The University of Edinburgh's governing body will meet at 2pm tomorrow to decide the level of fees it will charge some of the students who wish to study there. Its decision is expected to leave prospective students such as Johnny Whiting facing some of the highest charges in Europe.

For Johnny, 17, from Shoresdean, near Berwick-upon-Tweed, the change will be particularly painful. By the time he graduates he will face debts of nearly £40,000. At the same time, most of the students studying alongside him will incur significantly less debt or none at all.

The reason is simple. He lives in England. Mr Whiting, whose home is two miles from the border and only 62 miles from the university, is one of 23,000 English students who had hoped that by travelling north they would get educated, arguably to a higher standard, for considerably less cost than if they applied to an English university.

Currently he would face tuition fees of £2,895 a year at Edinburgh, but this could increase to £9,000 depending on tomorrow's decision. These charges will not apply to students from other European Union nations. For Mr Whiting, the fact that most of his schoolmates can study for free seems "deeply unfair".

"Essentially Berwick feels like Scotland and I feel Scottish," he said. "It is so annoying that living a few miles from the border makes such a humungous difference. I have considered places like Edinburgh for a long time, but it seems so unfair that someone like me could be sitting in the lecture hall and be in the minority of those paying fees."

The choice, he said, was stark. "I feel quite cheated because these fee changes are making me reconsider my university choice and therefore my career. My mum is a single parent and would be helping me, of course, but I am debating whether or not to put her through that pressure."

Legal experts will be closely watching tomorrow's decision in Edinburgh. Human rights lawyers are preparing a legal case against the Scottish government, believing its decision to charge only English, Welsh and Northern Irish students to be "discriminatory" and a breach of human rights law.

Daniel Carey, a solicitor with Birmingham-based Public Interest Lawyers who are to seek a judicial review of the Scottish Executive's policy, believes Scottish ministers have misinterpreted the law. "Both domestic equalities and human rights legislation as well as EU law prohibit discrimination on the grounds of nationality. English students should be treated the same as Scottish and EU students in Scotland," he said. "A broader debate about the fairness of tuition fees throughout the UK is clearly called for."

Edinburgh is expected to follow Aberdeen University's lead over charges.

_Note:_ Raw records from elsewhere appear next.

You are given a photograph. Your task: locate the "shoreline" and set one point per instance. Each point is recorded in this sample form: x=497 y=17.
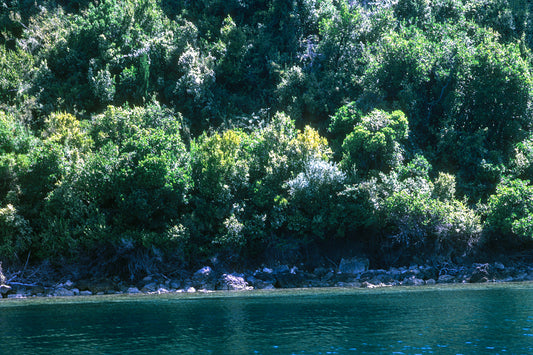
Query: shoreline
x=351 y=273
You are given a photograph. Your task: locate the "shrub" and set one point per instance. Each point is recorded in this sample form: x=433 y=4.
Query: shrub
x=374 y=144
x=15 y=234
x=510 y=211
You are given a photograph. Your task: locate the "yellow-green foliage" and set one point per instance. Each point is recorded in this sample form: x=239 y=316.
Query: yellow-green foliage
x=15 y=234
x=375 y=143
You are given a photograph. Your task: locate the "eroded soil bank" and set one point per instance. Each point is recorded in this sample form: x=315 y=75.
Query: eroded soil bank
x=351 y=272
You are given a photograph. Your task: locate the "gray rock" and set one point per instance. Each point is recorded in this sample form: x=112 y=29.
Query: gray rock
x=101 y=286
x=267 y=286
x=445 y=279
x=499 y=266
x=288 y=280
x=353 y=266
x=321 y=271
x=481 y=274
x=204 y=279
x=133 y=290
x=63 y=292
x=151 y=287
x=36 y=290
x=413 y=281
x=4 y=290
x=175 y=284
x=203 y=273
x=282 y=269
x=231 y=282
x=355 y=284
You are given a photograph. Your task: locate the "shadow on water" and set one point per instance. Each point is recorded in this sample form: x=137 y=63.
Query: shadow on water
x=459 y=319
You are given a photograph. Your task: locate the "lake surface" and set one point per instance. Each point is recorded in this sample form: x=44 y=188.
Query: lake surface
x=465 y=319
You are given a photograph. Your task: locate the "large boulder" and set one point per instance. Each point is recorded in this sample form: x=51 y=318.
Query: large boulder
x=353 y=266
x=204 y=279
x=480 y=274
x=231 y=282
x=290 y=280
x=4 y=290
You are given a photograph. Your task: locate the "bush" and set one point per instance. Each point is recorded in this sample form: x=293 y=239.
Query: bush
x=15 y=234
x=375 y=144
x=510 y=210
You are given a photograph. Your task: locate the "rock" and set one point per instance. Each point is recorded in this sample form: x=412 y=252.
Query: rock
x=321 y=271
x=230 y=282
x=353 y=266
x=267 y=270
x=265 y=277
x=83 y=285
x=203 y=273
x=204 y=279
x=68 y=285
x=63 y=292
x=133 y=290
x=175 y=284
x=480 y=274
x=101 y=286
x=36 y=290
x=355 y=284
x=445 y=279
x=151 y=287
x=413 y=281
x=499 y=266
x=4 y=290
x=268 y=286
x=288 y=280
x=367 y=284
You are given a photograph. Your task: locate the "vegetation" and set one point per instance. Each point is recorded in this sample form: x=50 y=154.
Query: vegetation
x=259 y=130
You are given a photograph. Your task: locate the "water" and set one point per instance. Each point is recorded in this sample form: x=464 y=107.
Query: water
x=462 y=319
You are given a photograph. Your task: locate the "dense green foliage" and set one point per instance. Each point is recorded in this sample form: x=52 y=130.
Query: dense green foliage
x=194 y=129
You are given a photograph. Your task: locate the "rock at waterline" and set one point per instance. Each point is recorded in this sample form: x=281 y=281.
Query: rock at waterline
x=230 y=282
x=4 y=290
x=353 y=266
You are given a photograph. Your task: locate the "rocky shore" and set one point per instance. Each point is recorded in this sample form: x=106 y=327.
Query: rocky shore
x=352 y=272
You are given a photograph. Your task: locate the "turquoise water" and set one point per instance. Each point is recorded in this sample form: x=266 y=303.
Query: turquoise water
x=451 y=320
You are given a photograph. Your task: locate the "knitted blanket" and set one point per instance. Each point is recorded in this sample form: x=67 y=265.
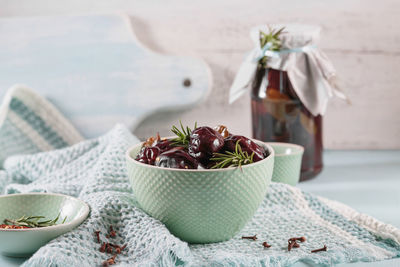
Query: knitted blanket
x=95 y=171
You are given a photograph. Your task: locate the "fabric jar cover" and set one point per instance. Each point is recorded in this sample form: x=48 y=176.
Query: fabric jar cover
x=311 y=73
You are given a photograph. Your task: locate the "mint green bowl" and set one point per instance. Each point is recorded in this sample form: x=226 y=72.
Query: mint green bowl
x=24 y=242
x=202 y=205
x=287 y=164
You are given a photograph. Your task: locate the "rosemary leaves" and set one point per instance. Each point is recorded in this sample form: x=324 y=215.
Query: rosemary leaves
x=237 y=158
x=32 y=221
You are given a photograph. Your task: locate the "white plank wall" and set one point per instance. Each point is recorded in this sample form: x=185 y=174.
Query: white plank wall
x=362 y=38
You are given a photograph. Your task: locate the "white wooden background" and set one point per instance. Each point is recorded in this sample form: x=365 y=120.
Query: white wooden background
x=362 y=38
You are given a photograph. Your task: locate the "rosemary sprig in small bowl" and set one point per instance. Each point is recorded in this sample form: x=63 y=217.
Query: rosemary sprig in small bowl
x=36 y=218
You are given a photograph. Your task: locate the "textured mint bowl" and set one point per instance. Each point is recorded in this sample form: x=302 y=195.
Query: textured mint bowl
x=287 y=164
x=201 y=206
x=23 y=242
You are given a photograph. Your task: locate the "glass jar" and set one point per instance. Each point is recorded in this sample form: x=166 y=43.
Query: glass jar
x=279 y=116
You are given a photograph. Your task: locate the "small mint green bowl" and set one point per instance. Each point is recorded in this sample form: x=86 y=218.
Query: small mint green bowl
x=24 y=242
x=287 y=164
x=202 y=205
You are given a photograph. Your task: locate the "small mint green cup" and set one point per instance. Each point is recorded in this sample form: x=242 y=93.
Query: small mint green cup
x=202 y=205
x=287 y=164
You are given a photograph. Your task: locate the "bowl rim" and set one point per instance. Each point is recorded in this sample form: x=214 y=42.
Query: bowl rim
x=81 y=218
x=299 y=148
x=131 y=159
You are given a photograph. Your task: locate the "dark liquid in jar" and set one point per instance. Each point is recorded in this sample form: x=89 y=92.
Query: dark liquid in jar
x=279 y=116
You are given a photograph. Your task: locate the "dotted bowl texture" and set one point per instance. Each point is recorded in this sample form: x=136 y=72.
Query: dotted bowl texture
x=201 y=206
x=287 y=164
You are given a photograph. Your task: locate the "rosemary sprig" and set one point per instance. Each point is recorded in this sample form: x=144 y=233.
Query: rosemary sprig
x=273 y=38
x=232 y=159
x=183 y=135
x=33 y=221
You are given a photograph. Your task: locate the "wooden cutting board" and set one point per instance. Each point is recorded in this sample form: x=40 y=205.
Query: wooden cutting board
x=95 y=71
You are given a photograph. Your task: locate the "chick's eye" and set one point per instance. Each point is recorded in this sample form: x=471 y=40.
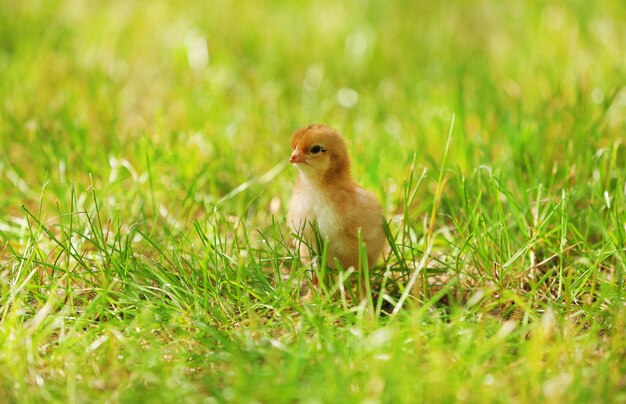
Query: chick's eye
x=316 y=149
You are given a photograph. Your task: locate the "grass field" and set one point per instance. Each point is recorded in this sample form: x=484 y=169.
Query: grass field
x=144 y=252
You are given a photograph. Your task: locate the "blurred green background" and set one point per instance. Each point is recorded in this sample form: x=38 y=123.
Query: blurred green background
x=209 y=92
x=144 y=178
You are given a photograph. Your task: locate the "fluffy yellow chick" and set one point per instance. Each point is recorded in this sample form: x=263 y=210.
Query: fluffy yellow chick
x=326 y=195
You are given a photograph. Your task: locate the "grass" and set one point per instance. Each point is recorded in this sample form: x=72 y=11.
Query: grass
x=144 y=255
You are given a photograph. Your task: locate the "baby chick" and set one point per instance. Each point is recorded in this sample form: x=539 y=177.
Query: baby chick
x=327 y=196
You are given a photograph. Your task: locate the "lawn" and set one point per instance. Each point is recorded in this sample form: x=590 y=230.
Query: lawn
x=144 y=183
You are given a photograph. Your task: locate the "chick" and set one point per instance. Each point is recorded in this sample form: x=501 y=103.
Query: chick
x=326 y=195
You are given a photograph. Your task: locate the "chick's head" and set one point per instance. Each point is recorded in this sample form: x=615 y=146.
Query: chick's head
x=319 y=153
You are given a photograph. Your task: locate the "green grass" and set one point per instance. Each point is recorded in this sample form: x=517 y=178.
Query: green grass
x=144 y=254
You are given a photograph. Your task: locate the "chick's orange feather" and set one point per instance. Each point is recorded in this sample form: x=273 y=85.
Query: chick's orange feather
x=326 y=195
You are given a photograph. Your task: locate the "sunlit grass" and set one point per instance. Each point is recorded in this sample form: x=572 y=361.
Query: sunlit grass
x=144 y=254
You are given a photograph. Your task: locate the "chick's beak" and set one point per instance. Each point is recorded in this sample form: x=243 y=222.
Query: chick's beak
x=297 y=156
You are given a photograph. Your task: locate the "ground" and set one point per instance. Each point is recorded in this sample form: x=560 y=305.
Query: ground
x=144 y=253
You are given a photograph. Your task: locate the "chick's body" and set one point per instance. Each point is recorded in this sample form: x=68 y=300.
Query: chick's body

It set maximum fees of £9,000 a year for non-Scottish students from the UK, but capped the cost of a four-year degree at £27,000 – equivalent to an English three-year degree.

The Scottish government insists the fees are lawful and based on domicile rather than nationality.

Michael Russell, Scotland's Education Secretary, has defended the decision to charge other UK students more, insisting it is to "protect places for Scottish students" and ensure that Scottish higher education institutions are not seen as a "cheap option".

Robin Parker, the president of NUS Scotland, warned that the poorest English students could be hit hardest. "Unlike in England, there is no requirement on [Scottish] institutions to protect access for the poorest students through grants and bursaries," he said.

The Welsh Assembly is to subsidise Welsh students, ensuring they pay no more than £3,000 a year wherever they study. The Northern Ireland administration is expected to make a higher student loan available to those studying outside the province.